Michelle Henke called me this past week and asked if I would be her escort in the Salt Lake Temple December 20, 2014:] to say that I am excited would not even do it justice!!
So what else happened this week? oh just a whole lot of disappointment for this sister missionary. Caroline's parents told us that no they won't let us teach her, another part member family told us no they don't want to take the lessons, every person we seemed to talk to on the street or in the parks all said NO. Can we just throw it out there that I'm living in disappointment city right now? It's just been a real struggle in this area and so a lot of my thoughts have been on faith. I woke up so many mornings and I told myself ok Heavenly Father today I will find a new investigator, and then I'd go out do all that I could and still come home with nothing. I'd wake up pray say the same thing and still once again come home and nobody to teach. It's starting to wear on me and that's the honest truth. I can't even say how many times this past week I've thought what is the point of me even being here? This isn't making any sense. But I do know that things will start coming together haha I just gotta figure out how.
We've been teaching a less active lady named Regina Kim and she is a powerhouse. I love her so much. She has a severely autistic son and has gone through so so much with divorce. As we were at her house on Saturday she made the comment This was never in the young women's manual! No one ever told me that things were going to be like this and my reply was and that's exactly why they need someone like you in the YW, so that you can have an influence on them and they will see that life doesn't really go the way we plan it too. That caught her by surprise and she then promised us that she'd come to church:] awesome awesome! Made my whole week.
We get to help teach mission prep every sunday morning and I have really come to love doing that. No matter what you share even if it isn't the greatest all the kids in their think it's gold, they are all so eager to learn so that's been an awesome teaching experience for me. They really are like sponges just wanting to know how to teach, my favorite thing is to throw them a question right while they're teaching and see them kinda panic. haha they don't need to at all.

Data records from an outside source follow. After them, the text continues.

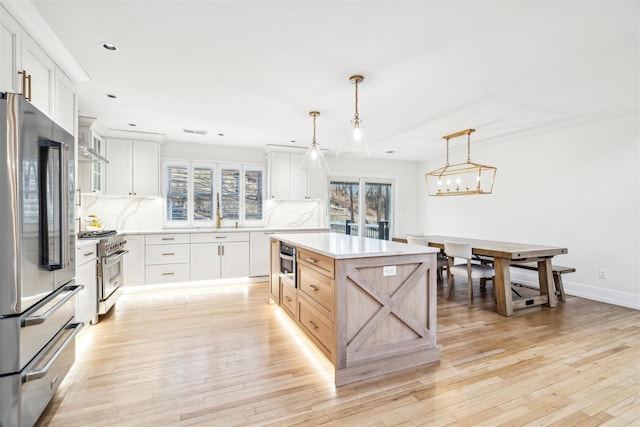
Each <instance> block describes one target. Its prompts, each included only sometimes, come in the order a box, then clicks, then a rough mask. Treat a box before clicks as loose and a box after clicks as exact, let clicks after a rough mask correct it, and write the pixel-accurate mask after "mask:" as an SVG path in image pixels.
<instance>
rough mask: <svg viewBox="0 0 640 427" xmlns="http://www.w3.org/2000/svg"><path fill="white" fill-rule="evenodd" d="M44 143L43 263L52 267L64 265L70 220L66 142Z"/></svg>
mask: <svg viewBox="0 0 640 427" xmlns="http://www.w3.org/2000/svg"><path fill="white" fill-rule="evenodd" d="M39 143H40V159H39V185H38V191H39V198H40V204H39V228H40V266H41V267H44V268H46V269H47V270H49V271H53V270H60V269H62V268H63V267H64V265H63V264H64V257H63V254H64V253H65V252H66V251H65V248H64V243H63V242H64V234H65V233H64V230H65V228H66V224H65V222H66V220H65V219H64V218H65V217H64V213H65V211H66V209H65V207H64V204H65V203H64V200H65V199H66V198H65V197H64V196H63V194H64V192H65V191H66V189H65V188H64V187H63V185H64V182H63V178H62V177H63V176H64V174H63V173H62V171H63V169H64V168H65V167H64V166H63V165H64V159H63V154H62V153H63V152H64V149H63V144H62V143H60V142H56V141H50V140H44V141H39Z"/></svg>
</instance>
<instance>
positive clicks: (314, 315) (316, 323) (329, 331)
mask: <svg viewBox="0 0 640 427" xmlns="http://www.w3.org/2000/svg"><path fill="white" fill-rule="evenodd" d="M298 325H299V326H300V327H301V328H302V330H303V331H304V332H305V333H306V334H307V335H309V336H310V337H311V338H312V341H316V343H317V344H319V346H318V348H320V350H322V352H323V353H325V354H326V355H327V357H329V359H331V360H333V357H332V356H333V352H334V337H333V322H331V321H329V320H328V319H327V318H326V317H324V316H323V315H322V314H320V312H319V311H317V310H316V309H315V308H314V307H313V306H312V305H311V304H310V303H308V302H307V301H305V299H304V298H302V297H300V298H298ZM313 338H315V340H313Z"/></svg>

I think the best thing you can do while teaching is teach to them like they are your best friend, that way when you share your testimony you really do mean it and they can feel it.
During sacrament meeting yesterday I was sitting their kind of in my own thoughts just thinking about a million different things and the thought came into my head open the scriptures. haha so I did, just popped them open to D&C 6 and dang. Heavenly Father sure does answer us. I think it's in verse 15? that it talks about how you have been enlightened by the spirit because that's how you got to where you are right now. Man, He does answer us. I know that specifically in my life Heavenly Father has led, and even drug me to do what is right. I just want to do that, I want to be diligent in my efforts but man it's so hard when you don't see the fruit of your labors. 
I know that a part of me serving in Katy is to get this ward moving. I have some pretty good ideas circling about in my brain and i'm gonna start putting them together. I think I've just been waiting for someone to show they care about the work here, but they aren't going to until I show how important it really is. We had a break the fast for our ward yesterday and I was reminded just how much I really do love the members that I am serving. I got to go around from table to table and just make people laugh and talk. I think that's one of the coolest things about serving a mission, I've been able to meet so many different people and see how much the gospel really does help our families. 
My sweet companion showed me a quote that literally explains to me a T. "You are so good. So good, you're always feeling so much. And sometimes it feels like you're gonna bust wide open from all the feeling don't it? People like you are the best in the world, but you sure do suffer for it." That just explains how I feel. I care so much, I want so badly just get things moving here but i feel like i'm fighting for something that no one even really cares about. I love the gospel and I know that when others find the truth it can help them in more ways than they even realized when they decided to enter the waters of baptism. The fight continues and I'm not quitting just yet:]
I love ya all and hope that things are just getting started for this new year.